TTKK

Weno, Chuuk; Federated States of Micronesia;
- Channels: Analog: 7 (VHF);

History
- First air date: 1980
- Former call signs: WTKK-TV

Technical information
- ERP: 0.1 kW

= TTKK =

Television station in Micronesia

TTKK (channel 7) is a television station in Weno (formerly Moen), Chuuk State. The station is one of the two commercial operations in the Federated States of Micronesia.

It started operations in 1980 as "WTKK-TV" (no relation to the station in Washington, D.C., that held the same call sign at the time), becoming the third television station in the Federated States of Micronesia; however, the station entered bankruptcy about a year and a half after signing on. Moreover, the station faced technical difficulties on a regular basis. Programming was provided by the Pacific Taping Company, which also taped content for WAAB-TV in Yap to air. Upon the shutdown of the initial service, VCRs surpassed conventional television in Chuuk.

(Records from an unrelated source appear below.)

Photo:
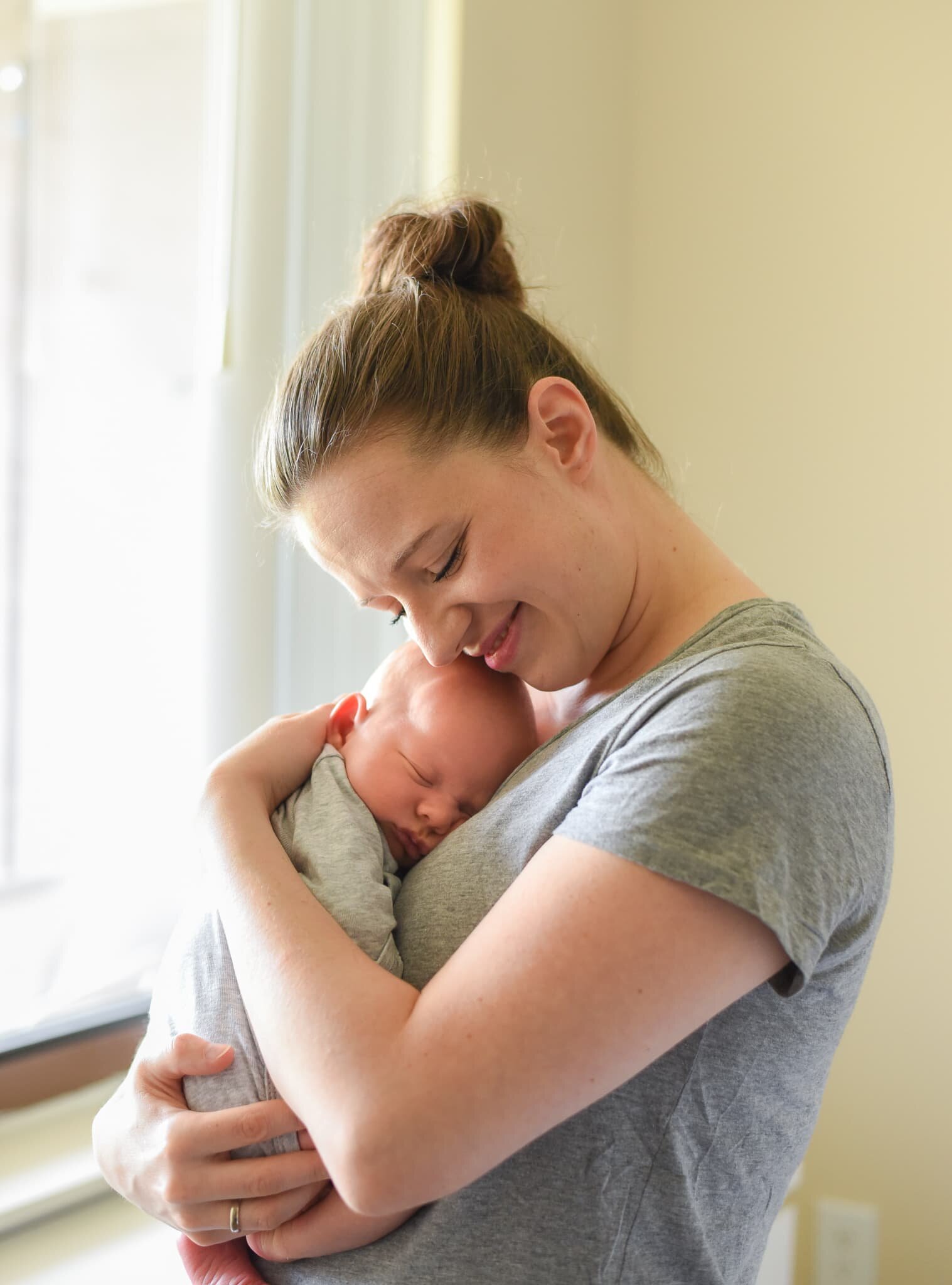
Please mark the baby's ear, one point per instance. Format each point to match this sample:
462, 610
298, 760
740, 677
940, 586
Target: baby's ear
347, 712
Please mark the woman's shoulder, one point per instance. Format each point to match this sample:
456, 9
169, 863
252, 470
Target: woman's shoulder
756, 684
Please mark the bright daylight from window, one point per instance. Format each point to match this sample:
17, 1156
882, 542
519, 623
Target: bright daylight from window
103, 566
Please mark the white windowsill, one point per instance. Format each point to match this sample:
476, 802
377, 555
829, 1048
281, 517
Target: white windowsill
60, 1221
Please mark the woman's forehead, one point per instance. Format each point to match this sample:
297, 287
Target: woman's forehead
374, 509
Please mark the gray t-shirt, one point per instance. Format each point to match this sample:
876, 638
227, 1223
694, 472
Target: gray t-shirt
751, 764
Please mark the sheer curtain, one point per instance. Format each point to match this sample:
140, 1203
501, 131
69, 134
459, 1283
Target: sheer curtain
184, 191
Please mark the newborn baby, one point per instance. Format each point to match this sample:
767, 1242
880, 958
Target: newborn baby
405, 762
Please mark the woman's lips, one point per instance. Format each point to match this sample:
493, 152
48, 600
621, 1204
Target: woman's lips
505, 651
486, 647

There was another service operating for an eighteen-month period from late 1975 to early 1977 that closed due to a reported lack of income.

It is unknown exactly when the station resumed its operations; as early as 1990, the station was already listed in guide books under the current TTKK call sign. Other sources say that Chuuk lacked television by 1993, but instead resorted to videotaped American programming.